Barry Picker, of Picker & Auerbach, CPAs, a Brooklyn, N.Y.-based accounting firm, said people with large retirement distributions can take the hit one year with a Roth conversion and reduce modified adjusted gross income in prior years. “Also, I believe that if you have a one-year jump (in modified adjusted gross income), say because one sold their residence at a large profit, you can appeal the increase. Plus, people may be able to manipulate income without reducing it by bunching income every other year. “That might save some money,” said Picker.

 

If you had a major life-changing event and your income has gone down, you may use the Medicare form, Medicare Income-Related Monthly Adjustment Amount—Life-Changing Event, to request a reduction in your income-related monthly adjustment amount.

 

Pick the Right Coverage and Plan

 

According to Blair, Medicare beneficiaries may want to enroll in additional coverage through private insurance plans since original Medicare (Part A and Part B) doesn't cover all health care costs or most prescription drug costs.
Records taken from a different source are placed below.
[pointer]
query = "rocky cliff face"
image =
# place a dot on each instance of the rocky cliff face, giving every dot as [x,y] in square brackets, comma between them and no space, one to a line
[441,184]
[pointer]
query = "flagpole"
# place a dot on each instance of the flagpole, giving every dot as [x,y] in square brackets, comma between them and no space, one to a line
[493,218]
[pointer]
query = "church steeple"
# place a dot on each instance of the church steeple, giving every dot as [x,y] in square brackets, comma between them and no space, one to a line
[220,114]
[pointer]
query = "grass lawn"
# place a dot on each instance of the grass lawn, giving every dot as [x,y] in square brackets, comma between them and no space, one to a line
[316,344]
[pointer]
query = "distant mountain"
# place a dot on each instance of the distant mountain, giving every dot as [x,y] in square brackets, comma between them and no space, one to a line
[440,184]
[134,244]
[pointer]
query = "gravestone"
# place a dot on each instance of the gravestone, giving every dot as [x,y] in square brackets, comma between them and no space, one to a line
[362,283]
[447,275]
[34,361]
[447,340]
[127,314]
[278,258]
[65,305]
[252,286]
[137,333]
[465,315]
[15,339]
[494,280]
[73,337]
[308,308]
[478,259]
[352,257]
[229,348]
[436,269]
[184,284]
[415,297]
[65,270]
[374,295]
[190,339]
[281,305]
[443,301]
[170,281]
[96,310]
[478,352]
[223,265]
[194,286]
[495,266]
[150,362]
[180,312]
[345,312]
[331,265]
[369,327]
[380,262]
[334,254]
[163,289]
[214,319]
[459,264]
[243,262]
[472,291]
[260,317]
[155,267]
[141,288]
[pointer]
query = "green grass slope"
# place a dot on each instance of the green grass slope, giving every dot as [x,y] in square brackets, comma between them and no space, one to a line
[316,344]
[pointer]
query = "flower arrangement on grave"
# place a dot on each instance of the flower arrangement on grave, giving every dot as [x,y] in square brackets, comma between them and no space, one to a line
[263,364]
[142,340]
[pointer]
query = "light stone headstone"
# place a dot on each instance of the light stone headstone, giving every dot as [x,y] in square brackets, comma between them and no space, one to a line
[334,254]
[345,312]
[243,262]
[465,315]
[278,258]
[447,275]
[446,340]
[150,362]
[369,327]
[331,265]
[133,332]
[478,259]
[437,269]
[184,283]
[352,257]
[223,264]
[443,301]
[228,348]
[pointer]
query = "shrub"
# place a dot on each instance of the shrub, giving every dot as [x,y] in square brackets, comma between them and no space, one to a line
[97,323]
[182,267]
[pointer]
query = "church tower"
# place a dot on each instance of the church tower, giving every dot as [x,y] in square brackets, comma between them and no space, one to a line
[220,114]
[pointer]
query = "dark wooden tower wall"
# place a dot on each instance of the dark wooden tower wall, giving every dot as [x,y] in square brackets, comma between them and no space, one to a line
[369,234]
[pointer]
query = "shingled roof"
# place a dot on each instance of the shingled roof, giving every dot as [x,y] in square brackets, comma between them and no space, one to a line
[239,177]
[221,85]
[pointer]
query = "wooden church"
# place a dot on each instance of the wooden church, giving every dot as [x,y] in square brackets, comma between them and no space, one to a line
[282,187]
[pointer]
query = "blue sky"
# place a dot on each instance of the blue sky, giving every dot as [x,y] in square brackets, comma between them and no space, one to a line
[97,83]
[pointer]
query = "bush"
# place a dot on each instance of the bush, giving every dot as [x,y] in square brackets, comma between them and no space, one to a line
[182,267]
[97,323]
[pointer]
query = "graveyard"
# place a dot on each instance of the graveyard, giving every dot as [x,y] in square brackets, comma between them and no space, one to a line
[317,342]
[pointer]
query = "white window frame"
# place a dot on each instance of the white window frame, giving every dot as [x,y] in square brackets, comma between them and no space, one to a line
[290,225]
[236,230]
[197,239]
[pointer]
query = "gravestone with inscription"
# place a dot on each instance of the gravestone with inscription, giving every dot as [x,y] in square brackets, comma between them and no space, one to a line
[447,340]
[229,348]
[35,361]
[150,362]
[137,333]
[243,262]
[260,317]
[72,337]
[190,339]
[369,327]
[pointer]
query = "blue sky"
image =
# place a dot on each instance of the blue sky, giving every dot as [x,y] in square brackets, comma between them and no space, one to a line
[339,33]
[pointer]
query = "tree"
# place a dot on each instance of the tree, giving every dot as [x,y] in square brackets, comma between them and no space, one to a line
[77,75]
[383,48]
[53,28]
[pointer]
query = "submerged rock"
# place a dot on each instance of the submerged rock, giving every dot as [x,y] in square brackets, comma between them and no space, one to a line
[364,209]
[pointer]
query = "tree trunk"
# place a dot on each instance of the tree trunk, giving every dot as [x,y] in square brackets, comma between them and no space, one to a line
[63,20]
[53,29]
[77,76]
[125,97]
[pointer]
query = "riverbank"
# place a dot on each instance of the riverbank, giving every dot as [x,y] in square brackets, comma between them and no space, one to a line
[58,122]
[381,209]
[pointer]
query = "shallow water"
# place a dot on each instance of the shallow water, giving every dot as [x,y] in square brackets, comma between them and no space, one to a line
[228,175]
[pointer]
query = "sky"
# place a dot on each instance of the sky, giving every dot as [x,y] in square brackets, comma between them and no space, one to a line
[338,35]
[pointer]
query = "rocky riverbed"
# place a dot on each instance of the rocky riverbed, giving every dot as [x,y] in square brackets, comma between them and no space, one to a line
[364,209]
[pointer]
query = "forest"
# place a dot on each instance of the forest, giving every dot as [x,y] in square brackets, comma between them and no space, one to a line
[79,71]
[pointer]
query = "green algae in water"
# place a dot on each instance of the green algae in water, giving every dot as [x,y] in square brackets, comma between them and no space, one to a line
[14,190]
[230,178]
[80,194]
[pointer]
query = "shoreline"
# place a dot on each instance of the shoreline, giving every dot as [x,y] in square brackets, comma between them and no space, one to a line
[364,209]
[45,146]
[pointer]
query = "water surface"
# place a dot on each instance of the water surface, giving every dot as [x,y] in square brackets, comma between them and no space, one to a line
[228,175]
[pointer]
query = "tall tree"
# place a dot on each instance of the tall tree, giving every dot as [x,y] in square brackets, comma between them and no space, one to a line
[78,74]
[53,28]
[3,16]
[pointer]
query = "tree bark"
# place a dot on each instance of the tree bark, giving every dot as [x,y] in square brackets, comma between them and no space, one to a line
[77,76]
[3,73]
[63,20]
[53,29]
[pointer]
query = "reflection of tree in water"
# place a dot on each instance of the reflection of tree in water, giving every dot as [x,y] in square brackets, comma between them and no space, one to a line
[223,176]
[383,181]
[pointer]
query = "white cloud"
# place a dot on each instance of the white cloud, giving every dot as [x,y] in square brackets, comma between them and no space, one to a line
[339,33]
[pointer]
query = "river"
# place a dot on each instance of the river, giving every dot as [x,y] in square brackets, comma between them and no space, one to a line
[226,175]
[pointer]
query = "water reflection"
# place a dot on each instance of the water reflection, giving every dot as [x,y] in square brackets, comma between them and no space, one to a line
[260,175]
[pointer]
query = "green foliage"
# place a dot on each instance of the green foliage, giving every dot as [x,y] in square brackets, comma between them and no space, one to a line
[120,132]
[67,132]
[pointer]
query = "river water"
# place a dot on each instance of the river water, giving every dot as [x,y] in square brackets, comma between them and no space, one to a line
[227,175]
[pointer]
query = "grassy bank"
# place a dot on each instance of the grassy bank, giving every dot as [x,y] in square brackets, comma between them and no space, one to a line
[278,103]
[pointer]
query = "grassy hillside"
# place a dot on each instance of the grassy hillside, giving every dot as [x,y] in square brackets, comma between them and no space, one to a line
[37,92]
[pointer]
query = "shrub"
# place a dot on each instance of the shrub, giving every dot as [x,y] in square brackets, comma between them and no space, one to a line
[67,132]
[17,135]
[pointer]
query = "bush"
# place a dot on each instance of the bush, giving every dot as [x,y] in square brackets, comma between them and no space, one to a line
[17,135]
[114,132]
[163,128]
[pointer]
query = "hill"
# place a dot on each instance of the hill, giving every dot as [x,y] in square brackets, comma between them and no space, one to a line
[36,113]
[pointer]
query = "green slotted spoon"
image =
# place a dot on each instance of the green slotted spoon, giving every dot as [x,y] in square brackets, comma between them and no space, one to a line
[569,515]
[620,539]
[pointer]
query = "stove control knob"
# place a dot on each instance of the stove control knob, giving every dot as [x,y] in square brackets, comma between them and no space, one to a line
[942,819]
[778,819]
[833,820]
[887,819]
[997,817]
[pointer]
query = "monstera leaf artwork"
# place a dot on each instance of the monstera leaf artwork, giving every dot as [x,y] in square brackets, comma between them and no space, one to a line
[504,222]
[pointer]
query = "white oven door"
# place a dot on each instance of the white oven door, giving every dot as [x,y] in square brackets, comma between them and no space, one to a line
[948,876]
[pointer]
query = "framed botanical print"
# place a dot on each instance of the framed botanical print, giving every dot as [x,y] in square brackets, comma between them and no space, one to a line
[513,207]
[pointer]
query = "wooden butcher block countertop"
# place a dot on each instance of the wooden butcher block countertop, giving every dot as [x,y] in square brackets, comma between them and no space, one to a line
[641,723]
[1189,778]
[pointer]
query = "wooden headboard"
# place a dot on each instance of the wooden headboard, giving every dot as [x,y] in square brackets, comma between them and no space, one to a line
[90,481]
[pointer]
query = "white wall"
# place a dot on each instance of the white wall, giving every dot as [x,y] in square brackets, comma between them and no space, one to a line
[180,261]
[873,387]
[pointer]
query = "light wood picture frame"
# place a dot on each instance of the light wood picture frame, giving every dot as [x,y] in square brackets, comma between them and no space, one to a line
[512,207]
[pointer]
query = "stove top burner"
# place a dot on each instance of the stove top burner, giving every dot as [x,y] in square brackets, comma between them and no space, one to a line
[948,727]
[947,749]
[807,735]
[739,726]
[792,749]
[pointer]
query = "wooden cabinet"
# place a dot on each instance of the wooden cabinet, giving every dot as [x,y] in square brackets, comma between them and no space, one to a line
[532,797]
These plans, said Blair, include Medicare Advantage (Part C) plans, Medicare Part D prescription drug plans and Medicare supplement (Medigap) plans.

 

“The type of coverage a beneficiary should enroll in depends on their own needs and budget,” said Blair. “For example, a beneficiary may be interested in a Medicare Advantage plan because it can come with additional benefits such as vision, dental, and/or hearing benefits,” he said. “These plans can also combine health and drug coverage into one plan with one monthly premium, which could be as low as $0 a month. The beneficiary would still be responsible for their Part B premium.”

 

On the other hand, Blair said a beneficiary could be interested in a Medicare supplement plan, such as the standardized Medigap Plan F, which is available in 47 states and the District of Columbia (not Massachusetts, Minnesota or Wisconsin).

 

Medigap Plan F, which generally covers all eligible health care costs after the beneficiary has paid for his/her premium, could be a good option for beneficiaries looking to get comprehensive coverage, Blair said. “It is important for beneficiaries to understand their options and select the right type of coverage for their individual needs,” he said.